Ilaria Salis, oggi l'udienza chiave “Ci aspettiamo i domiciliari” - La Stampa

Alle 9 di mattina, nell’aula 97 della Metropolitan Court di Budapest, Ilaria Salis comparirà davanti al giudice per la seconda udienza del procedimento penale che la vede in carcere da più di un anno. È accusata di avere partecipato a due aggressioni contro i neonazisti che si erano radunati per la «giornata dell’onore» il 10 febbraio 2023: rischia 24 anni. La vedremo ancora entrare in aula in ceppi e catene? Questa è la prima domanda in attesa di risposta.

La seconda domanda riguarda l’istanza presentata dai suo avvocati. «Abbiamo chiesto ufficialmente gli arresti domiciliari in Ungheria, nel corso dell’udienza conosceremo la decisione», dice l’avvocato György Magyar. «Abbiamo individuato la casa, è un appartamento che dovrà avere il contratto dell’energia elettrica prepagata per un anno in modo da garantire il funzionamento del braccialetto elettronico», dice il padre Roberto Salis. Da questa seconda decisione si capirà l’intenzione del governo ungherese, ma non solo. «Dopo tutto quello che è successo in Italia, sarebbe imbarazzante per le nostre istituzioni se venissero negati i domiciliari a mia figlia. È stato il governo a indicarci questa strada come unica strada possibile per poi ottenere gli arresti domiciliari in Italia».

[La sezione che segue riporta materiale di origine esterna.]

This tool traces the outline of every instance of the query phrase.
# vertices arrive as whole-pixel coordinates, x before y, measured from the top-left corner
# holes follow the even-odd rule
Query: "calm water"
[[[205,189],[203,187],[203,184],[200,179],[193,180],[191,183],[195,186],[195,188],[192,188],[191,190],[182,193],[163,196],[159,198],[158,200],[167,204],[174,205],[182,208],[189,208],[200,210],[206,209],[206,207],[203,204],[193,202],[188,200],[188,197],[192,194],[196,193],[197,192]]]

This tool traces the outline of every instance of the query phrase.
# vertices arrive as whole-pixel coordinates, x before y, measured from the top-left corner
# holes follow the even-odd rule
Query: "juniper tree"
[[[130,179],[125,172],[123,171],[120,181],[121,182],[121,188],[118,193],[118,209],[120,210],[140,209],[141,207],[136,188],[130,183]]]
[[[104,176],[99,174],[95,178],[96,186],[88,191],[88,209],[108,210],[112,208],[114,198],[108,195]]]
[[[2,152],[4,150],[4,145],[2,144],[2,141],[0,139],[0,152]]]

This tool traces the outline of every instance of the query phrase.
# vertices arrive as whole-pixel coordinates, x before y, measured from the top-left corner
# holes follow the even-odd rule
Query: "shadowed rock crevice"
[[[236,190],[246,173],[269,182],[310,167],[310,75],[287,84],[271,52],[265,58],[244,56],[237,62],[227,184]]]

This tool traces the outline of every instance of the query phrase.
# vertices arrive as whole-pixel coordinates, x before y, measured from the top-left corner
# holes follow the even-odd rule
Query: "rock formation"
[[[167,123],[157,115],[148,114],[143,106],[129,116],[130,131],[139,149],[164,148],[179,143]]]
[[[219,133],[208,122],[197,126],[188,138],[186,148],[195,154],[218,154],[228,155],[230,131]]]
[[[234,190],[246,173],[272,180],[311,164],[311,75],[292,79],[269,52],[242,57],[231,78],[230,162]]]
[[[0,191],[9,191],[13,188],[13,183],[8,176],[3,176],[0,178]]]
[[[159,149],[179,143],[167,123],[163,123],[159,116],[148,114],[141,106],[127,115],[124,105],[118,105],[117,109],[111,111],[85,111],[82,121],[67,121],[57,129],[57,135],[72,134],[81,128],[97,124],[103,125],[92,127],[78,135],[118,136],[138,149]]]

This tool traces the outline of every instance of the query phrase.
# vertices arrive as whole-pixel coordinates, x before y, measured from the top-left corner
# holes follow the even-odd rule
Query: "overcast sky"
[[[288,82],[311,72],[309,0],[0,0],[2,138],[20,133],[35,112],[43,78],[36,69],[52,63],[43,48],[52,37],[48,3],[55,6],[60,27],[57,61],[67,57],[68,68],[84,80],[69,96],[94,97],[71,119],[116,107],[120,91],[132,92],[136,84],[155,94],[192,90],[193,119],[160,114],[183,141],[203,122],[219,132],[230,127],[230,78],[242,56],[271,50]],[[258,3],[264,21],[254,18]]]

Insomma, oggi si capirà se la vicenda giudiziaria e umana di un’insegnante antifascista accusata di aver provocato ferite guaribili in 3 e 5 giorni rientrerà nei canoni previsti dalle leggi europee e dal rispetto dei diritti umani, oppure se continuerà a essere un caso politico. Un modo per esercitare una propria visione differente del mondo.

In aula Ilaria Salis non sarà interrogata, non entrerà nel merito delle accuse per cui si è sempre dichiarata innocente. Farà, però, delle dichiarazioni spontanee per integrare la domanda di arresti domiciliari. E cioè: spiegherà di aver ottenuto un lavoro da remoto per una onlus italiana e si dichiarerà disponibile a indossare il braccialetto elettronico. Il giudice potrebbe prendersi qualche giorno prima di rispondere nel merito, ma la difesa confida in una decisione immediata.

Durante l’udienza sarà sentita una delle due vittime delle aggressioni. Si chiama Toth Lazlo, è un tabaccaio. È stato aggredito alle spalle, nel quartiere periferico Gazdagrét. Erano in cinque, alcuni avevano dei bastoni. C’è un video ripreso dalle telecamere di sicurezza di un ufficio postale che immortala la scena. L’uomo, vestito con una mimetica militare e gli scarponi da soldato, ha dichiarato di non essersi accorto di niente: «Non avevo partecipato alla giornata dell’onore, anche se alcuni miei amici erano stati là. Sono andato a pagare una bolletta, sono uscito e dopo pochi passi sono stato colpito sulla testa. Poi mi hanno preso a calci». La persona con la giacca a vento arancione è stata identificata con Ilaria Salis.

C’è un documento ufficiale che introduce l’udienza e riassume le ragioni dell’accusa, dice così: «Gli imputati, simpatizzanti di un’ideologia di estrema sinistra, erano membri di un’organizzazione che oltre a partecipare a manifestazioni e proteste, progettava di intraprendere una lotta per mezzo di attacchi violenti contro simpatizzanti di estrema destra che promuovono idee nazionalsocialiste e fasciste. L’obiettivo era colpire vittime scelte, con mezzi idonei a uccidere e in modo tale che, per l’angoscia mentale causata delle lesioni gravi e potenzialmente letali, le vittime provassero un tale grado di sofferenza da trasmettere un messaggio terrorizzante ai rappresentanti dei movimenti di estrema destra».

Oggi in aula, accanto a Ilaria Salis, ci sarà una piccola delegazione di politici italiani. Sono i parlamentari Sandra Zampa, Laura Boldrini, Nicola Fratoianni, Laura Cucchi, Stafania Ascari, Riccardo Ricciardi e Ivan Scalfarotto. Pd, Alleanza Verdi e Sinistra, Movimento Cinque Stelle, Italia Viva: tutti partiti dell’opposizione.

«Mi dispiace molto», dice la senatrice Zampa. «Avremmo potuto dare il segno di un Paese unito di fronte a una nostra concittadina che si trova, oggettivamente, in una condizione di grande sofferenza personale. Ognuno può avere il suo pensiero, ma i diritti umani vanno difesi sempre. Mi fa male vedere l’Italia arretrare su un terreno che dovrebbe vederci avanzare, semmai, in un momento così complicato».